The thing I hate most about monopolistically competitive models is that they teach that variety is not worth anything.
What I like about the perfectly competitive model is that it teaches that cost saving innovations are passed completely on to the consumer.
I would have added the Laffer Curve(http://en.wikipedia.org/wiki/Laffer_curve), but most economists knew that was crap. It is only politicians and voters who were fooled/lied about it.
I'd have thought Libertarians would've dismissed the Laffer Curve as Governments aren't supposed to run at a profit (if exist at all).
Hi,
I am a computer science student and so do not have much knowledge in the field of economics.
I have a question on your following point:
3. The fear that economic growth causes inflation.
Could you please explain why its a silly idea, in a new post or point to any existing link?
The reason is India has 8-9% GDP growth in the last five years and but also has had high inflation. Currently it's 12%. The government often states that run away growth is increasing inflation and economy needs to cool down.
I am interested in your take on this whole issue.
Thank you,
Avadhoot
I've listed my creds (or the absence thereof elsewhere, I'll not do that again.
I am surprised that after your "Walmart" item you would list #2 as a 1970's and 1980's thing.
It seems to me that it is a worsening problem even as we speak–Walmart, Microsoft, "fast food" (especially in New York and California), others that I'm sure you could mention.
To my untrained eye that may be the problem that does us in. If it does not, #3 will, but frankly I'm not bright enough to draw the line between the two.
Don,
Do you believe in the short-run Phillips Curve? It seems to still linger, and policymakers, as well as Russ Roberts and Tyler Cowen (in the recent podcast on money), all seem to feel that it's there.
I don't think anyone today really believes that there is a long-run Phillips Curve for which we must thank Milton Friedman for his impassioned critique of what he called 'naive Keynesianism'.
I most certainly do not think that the Laffer Curve is a silly — or even a mistaken — idea. It is merely an application of the concept of elasticity to tax rates.

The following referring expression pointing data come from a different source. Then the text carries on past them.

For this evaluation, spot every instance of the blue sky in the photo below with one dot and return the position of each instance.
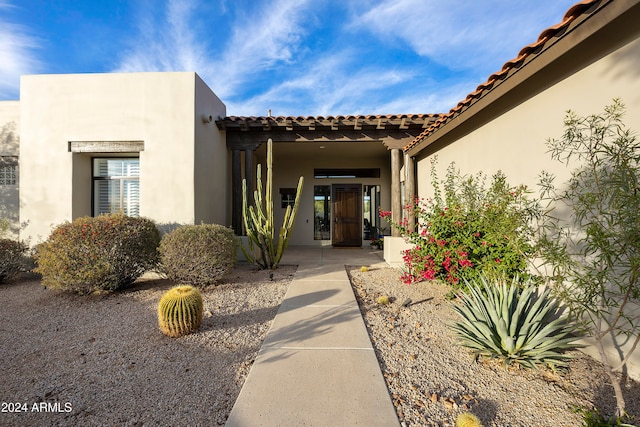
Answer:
(295, 57)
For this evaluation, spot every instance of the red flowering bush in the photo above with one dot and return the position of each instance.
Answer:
(107, 252)
(467, 230)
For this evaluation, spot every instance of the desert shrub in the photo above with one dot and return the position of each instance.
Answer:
(514, 322)
(13, 258)
(590, 234)
(107, 252)
(468, 229)
(198, 254)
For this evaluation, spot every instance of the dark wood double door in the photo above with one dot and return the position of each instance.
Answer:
(346, 204)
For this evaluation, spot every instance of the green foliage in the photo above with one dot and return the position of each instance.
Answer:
(467, 419)
(107, 252)
(593, 418)
(198, 254)
(467, 230)
(590, 233)
(180, 311)
(513, 322)
(259, 222)
(13, 258)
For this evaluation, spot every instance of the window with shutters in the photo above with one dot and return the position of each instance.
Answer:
(116, 186)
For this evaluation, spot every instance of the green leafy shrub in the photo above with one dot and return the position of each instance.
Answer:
(472, 230)
(13, 258)
(513, 322)
(107, 252)
(198, 254)
(591, 417)
(590, 233)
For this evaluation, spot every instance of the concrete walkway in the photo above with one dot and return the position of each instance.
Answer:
(316, 366)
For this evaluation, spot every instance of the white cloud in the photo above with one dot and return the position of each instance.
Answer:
(165, 43)
(17, 53)
(464, 33)
(333, 84)
(259, 40)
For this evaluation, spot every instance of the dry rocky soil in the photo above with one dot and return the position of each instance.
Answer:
(431, 379)
(70, 360)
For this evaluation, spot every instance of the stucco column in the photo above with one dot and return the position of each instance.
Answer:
(396, 199)
(236, 192)
(249, 173)
(410, 189)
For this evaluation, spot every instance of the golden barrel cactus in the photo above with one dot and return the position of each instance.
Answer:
(180, 311)
(467, 419)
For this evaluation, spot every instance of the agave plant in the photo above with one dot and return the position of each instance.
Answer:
(514, 322)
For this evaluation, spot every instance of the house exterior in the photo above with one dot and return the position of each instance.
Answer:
(143, 143)
(161, 144)
(582, 64)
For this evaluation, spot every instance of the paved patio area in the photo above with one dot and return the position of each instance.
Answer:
(317, 366)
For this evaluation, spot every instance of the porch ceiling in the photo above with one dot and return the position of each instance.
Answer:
(394, 131)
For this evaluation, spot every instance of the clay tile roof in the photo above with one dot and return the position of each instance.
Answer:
(416, 121)
(525, 53)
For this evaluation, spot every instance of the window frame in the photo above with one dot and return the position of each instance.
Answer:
(112, 178)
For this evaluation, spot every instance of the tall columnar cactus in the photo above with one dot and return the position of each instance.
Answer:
(180, 311)
(259, 223)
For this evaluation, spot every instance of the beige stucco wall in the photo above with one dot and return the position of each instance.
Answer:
(9, 146)
(211, 159)
(159, 109)
(515, 141)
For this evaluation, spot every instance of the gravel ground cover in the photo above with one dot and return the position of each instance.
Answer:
(100, 360)
(431, 379)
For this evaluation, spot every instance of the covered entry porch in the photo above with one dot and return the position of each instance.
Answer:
(352, 165)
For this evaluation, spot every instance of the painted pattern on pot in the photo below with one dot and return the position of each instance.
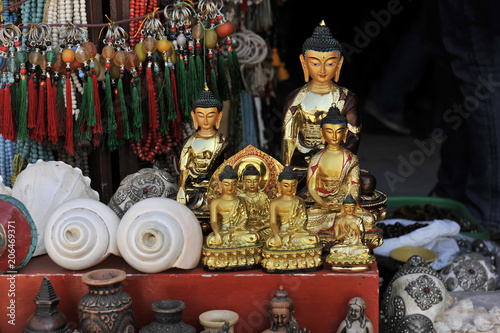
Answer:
(106, 308)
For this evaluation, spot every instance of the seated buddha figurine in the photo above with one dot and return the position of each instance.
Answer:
(349, 231)
(202, 153)
(257, 202)
(230, 245)
(281, 314)
(356, 320)
(291, 246)
(321, 61)
(333, 173)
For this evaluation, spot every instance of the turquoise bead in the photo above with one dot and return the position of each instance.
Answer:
(50, 56)
(22, 56)
(12, 66)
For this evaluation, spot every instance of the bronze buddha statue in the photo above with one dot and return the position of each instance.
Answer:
(202, 153)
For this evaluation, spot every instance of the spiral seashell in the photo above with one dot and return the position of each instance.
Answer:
(44, 186)
(81, 233)
(158, 233)
(4, 189)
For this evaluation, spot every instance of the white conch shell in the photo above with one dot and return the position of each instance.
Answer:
(4, 189)
(158, 233)
(44, 186)
(81, 233)
(441, 328)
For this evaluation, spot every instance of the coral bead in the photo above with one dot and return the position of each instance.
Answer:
(163, 45)
(210, 39)
(68, 56)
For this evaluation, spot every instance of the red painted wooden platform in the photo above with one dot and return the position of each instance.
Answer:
(320, 297)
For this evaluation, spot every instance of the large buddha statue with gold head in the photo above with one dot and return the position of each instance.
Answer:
(202, 153)
(321, 61)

The Laffer Curve is no sillier than is the idea that a firm's revenue sometimes rises when it raises the price it charges for its product (if demand for its prodcut over the price-change range is inelastic) and sometimes falls when it raises the price it charges for its product (if demand for its product over the price-change range is elastic).

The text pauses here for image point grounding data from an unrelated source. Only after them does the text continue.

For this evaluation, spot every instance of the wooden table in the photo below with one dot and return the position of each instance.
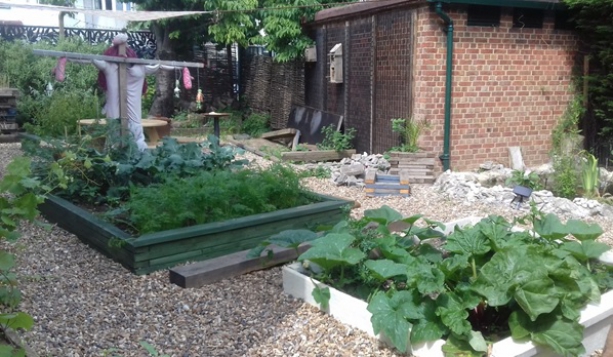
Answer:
(216, 117)
(149, 128)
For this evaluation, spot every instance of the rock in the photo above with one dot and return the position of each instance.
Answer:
(351, 181)
(355, 169)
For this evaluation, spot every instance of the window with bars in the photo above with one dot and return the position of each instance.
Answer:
(483, 15)
(528, 18)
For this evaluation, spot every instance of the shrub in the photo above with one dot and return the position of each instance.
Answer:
(565, 180)
(256, 124)
(336, 140)
(213, 196)
(526, 179)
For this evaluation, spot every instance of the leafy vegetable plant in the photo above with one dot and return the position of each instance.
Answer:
(18, 203)
(106, 176)
(212, 196)
(471, 287)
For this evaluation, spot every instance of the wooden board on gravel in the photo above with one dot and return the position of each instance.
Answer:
(201, 273)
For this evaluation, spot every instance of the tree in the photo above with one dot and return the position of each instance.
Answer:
(276, 24)
(594, 24)
(175, 39)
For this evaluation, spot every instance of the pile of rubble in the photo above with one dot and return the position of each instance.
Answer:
(350, 171)
(468, 187)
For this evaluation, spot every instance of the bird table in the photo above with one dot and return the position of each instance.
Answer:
(216, 117)
(149, 128)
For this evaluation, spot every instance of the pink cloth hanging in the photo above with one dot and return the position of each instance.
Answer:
(60, 69)
(187, 79)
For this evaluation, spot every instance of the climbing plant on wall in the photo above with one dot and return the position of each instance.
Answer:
(594, 24)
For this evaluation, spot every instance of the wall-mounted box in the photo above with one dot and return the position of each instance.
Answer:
(336, 63)
(310, 54)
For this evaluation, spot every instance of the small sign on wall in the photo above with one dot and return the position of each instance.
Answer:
(336, 63)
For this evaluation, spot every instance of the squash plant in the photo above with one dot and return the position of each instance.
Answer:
(19, 199)
(473, 287)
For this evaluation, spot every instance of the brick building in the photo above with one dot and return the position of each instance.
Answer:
(510, 76)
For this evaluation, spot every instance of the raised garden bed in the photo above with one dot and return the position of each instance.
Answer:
(597, 318)
(432, 292)
(160, 250)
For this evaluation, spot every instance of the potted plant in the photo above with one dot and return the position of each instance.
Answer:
(434, 290)
(408, 155)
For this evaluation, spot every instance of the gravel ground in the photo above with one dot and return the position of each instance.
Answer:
(86, 305)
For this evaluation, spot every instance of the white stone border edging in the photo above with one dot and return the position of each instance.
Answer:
(597, 318)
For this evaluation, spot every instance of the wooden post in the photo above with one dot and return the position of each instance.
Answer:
(61, 33)
(123, 92)
(586, 73)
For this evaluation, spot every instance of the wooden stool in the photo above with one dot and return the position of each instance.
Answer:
(216, 117)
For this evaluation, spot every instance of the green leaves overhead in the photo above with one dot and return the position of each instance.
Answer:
(333, 250)
(276, 24)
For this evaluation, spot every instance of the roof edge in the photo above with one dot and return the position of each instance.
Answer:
(534, 4)
(358, 8)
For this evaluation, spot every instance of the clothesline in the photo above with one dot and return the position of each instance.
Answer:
(85, 56)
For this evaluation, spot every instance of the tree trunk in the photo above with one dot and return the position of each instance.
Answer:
(163, 104)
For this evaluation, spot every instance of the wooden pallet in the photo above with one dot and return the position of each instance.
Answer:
(387, 185)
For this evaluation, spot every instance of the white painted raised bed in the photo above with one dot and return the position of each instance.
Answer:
(597, 318)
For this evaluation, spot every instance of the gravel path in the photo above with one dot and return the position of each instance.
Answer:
(86, 305)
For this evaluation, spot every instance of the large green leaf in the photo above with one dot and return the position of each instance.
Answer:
(456, 347)
(383, 215)
(389, 315)
(560, 334)
(425, 330)
(550, 227)
(322, 296)
(384, 269)
(585, 250)
(497, 234)
(292, 238)
(476, 341)
(470, 241)
(426, 233)
(411, 220)
(506, 270)
(537, 297)
(430, 280)
(333, 250)
(7, 261)
(453, 313)
(583, 230)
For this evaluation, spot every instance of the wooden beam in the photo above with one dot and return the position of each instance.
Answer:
(85, 56)
(324, 155)
(209, 271)
(123, 91)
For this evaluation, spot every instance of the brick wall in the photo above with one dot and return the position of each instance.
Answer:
(334, 101)
(377, 57)
(510, 87)
(359, 75)
(392, 75)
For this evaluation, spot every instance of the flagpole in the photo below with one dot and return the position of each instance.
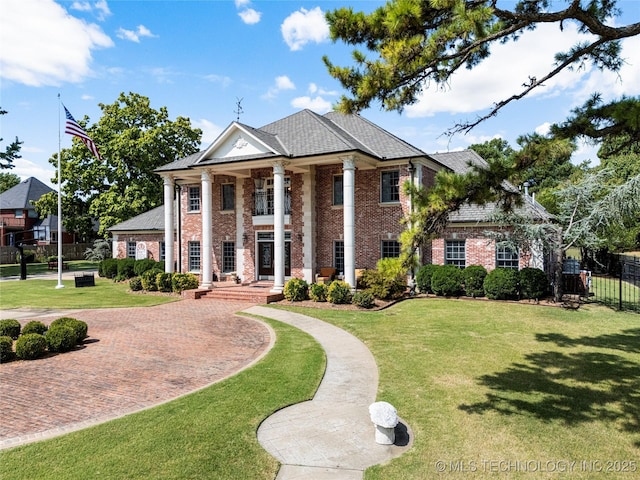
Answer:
(60, 260)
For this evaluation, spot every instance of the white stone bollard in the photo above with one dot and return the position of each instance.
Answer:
(385, 417)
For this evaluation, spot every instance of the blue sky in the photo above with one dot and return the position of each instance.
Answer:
(198, 58)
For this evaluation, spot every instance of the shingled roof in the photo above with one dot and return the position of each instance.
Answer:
(22, 196)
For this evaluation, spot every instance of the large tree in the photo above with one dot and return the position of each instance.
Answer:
(415, 42)
(11, 151)
(133, 139)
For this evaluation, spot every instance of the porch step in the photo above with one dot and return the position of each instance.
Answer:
(255, 293)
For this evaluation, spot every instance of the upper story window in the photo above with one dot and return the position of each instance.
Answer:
(390, 249)
(228, 196)
(194, 199)
(507, 257)
(390, 186)
(338, 190)
(455, 253)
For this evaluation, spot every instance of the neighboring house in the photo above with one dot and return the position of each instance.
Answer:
(284, 200)
(19, 221)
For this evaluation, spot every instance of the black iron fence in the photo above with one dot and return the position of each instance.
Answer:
(615, 282)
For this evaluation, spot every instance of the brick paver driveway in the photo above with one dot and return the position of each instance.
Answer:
(134, 358)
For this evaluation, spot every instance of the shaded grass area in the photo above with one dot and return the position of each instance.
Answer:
(39, 293)
(210, 434)
(10, 270)
(496, 390)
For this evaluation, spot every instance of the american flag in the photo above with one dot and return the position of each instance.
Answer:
(72, 128)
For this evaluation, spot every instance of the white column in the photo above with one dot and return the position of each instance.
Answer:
(349, 216)
(207, 249)
(168, 223)
(278, 227)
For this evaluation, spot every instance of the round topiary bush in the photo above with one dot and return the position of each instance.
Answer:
(296, 290)
(60, 338)
(135, 284)
(31, 346)
(6, 349)
(79, 327)
(501, 284)
(183, 281)
(318, 292)
(339, 292)
(34, 326)
(10, 328)
(534, 283)
(363, 299)
(423, 277)
(447, 281)
(473, 279)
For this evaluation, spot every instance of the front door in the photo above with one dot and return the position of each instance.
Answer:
(265, 259)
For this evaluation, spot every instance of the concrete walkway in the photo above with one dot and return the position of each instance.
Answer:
(331, 436)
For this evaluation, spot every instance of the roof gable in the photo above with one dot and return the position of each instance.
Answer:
(22, 195)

It might well be true that a particular application of the Laffer Curve idea was mistaken, but to call the idea of the Laffer Curve silly is, well, silly.

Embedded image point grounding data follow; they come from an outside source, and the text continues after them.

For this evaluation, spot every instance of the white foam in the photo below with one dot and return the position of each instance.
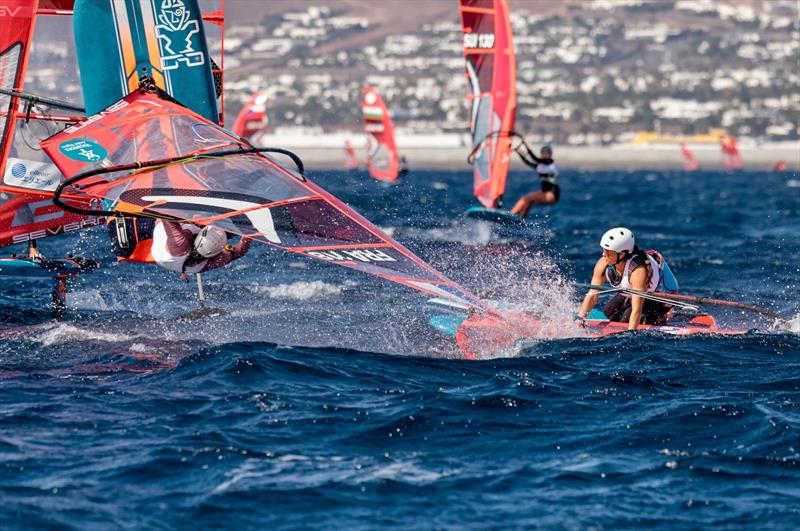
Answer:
(793, 325)
(303, 291)
(63, 333)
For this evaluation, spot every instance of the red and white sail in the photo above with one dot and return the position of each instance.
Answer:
(731, 158)
(491, 73)
(252, 119)
(382, 157)
(690, 163)
(154, 158)
(350, 156)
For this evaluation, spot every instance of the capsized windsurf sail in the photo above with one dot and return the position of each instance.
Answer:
(155, 158)
(492, 95)
(30, 112)
(252, 119)
(691, 162)
(121, 41)
(382, 158)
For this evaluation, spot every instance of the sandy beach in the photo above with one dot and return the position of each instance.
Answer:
(327, 154)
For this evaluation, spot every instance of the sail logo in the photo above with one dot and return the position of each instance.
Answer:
(479, 40)
(83, 150)
(176, 31)
(33, 175)
(60, 229)
(121, 104)
(362, 255)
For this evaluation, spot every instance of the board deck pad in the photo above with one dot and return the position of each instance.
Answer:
(494, 215)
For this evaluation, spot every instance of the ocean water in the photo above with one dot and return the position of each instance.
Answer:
(324, 399)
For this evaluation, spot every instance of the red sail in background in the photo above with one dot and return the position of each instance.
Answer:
(382, 158)
(731, 159)
(350, 157)
(492, 75)
(217, 181)
(252, 119)
(691, 162)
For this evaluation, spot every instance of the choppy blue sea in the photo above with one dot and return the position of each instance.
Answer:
(325, 400)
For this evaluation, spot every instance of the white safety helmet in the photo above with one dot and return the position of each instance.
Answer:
(210, 241)
(618, 239)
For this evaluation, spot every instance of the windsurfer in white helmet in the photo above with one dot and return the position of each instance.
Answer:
(186, 248)
(625, 265)
(548, 175)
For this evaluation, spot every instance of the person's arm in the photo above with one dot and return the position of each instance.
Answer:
(179, 240)
(638, 282)
(229, 255)
(598, 279)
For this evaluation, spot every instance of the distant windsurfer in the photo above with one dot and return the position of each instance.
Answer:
(181, 247)
(625, 265)
(402, 167)
(548, 175)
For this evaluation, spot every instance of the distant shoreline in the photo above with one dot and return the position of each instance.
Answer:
(621, 157)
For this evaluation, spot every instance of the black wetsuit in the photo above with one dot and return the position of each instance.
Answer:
(620, 306)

What makes none of these ideas "silly" is the fact that they've had such negative consequences and they've been so hard to dispatch in a simple and obvious way attractive to careerist economists and "who cares what the truth is" politicians.
avadhoot, economic growth really cures or lessens inflation, holding all else important constant (HAEIC).
With growth, HAEIC, you have the same amount of money chasing more goods, so average prices should go down.
What causes inflation is more money chasing goods.
Example: If growth is 9% and the money supply increases by 9%, inflation should be zero. But if the government increases the money supply by 21%, you'll get 12% inflation.
Governments claim inflation is caused by something else to deflect their responsibility.
Read "Money Mischief" to learn more.
What is really silly (and not many, if any economists believe it) is that inflation can cause growth.
The Laffer Curve is simple Calculus.
At a tax rate of zero, revenues are zero.
At a tax rate of 100%, revenues would also be zero.
There has to be a max in between. So there must be range where lowering rates would increase tax revenue.
How about the concept that economic activity requires prices to rise at a steady rate. Since I am a saver I would like to see the price of assets, goods, and services fall as we find ways to produce them more efficiently.
More specific but equally ridiculous is the suggestion by some that we blow up excess housing inventory to solve or economic problems. As a citizen of this nation I find this suggestion disgusting and offensive given the fact that so many people desire to upgrade their shelter.
6. Money is a commodity rather than a record of credit or an entitlement to consume/invest.
The Laffer Curve is laffable, but it doesn't qualify for the list, because most economists never took it seriously. The idea isn't false. It's simplistic and practically tautological, so it isn't very interesting. It's more politics than economics. To be fair, Laffer himself well understands this.
http://en.wikipedia.org/wiki/Laffer_curve#The_Neo-Laffer_curve
Perfect Competition is not a silly idea. It's a reductionistic, theoretical model that describes real markets imperfectly. That the model is called "Perfect" Competition indicates well enough that its proponents know the difference between a theoretical model and the reality a model seeks to describe. Market Efficiency and the Random Walk Hypothesis are similar, but they aren't silly ideas either. They help to explain capital market dynamics, even if real markets aren't perfectly efficient.
Economic growth need not cause inflation, but more rapid growth arguably is more inflationary. Essentially, advancing more rapidly along an innovation trajectory requires more factors organized entrepreneurially, and this organization essentially requires that more factors be organized unprofitably.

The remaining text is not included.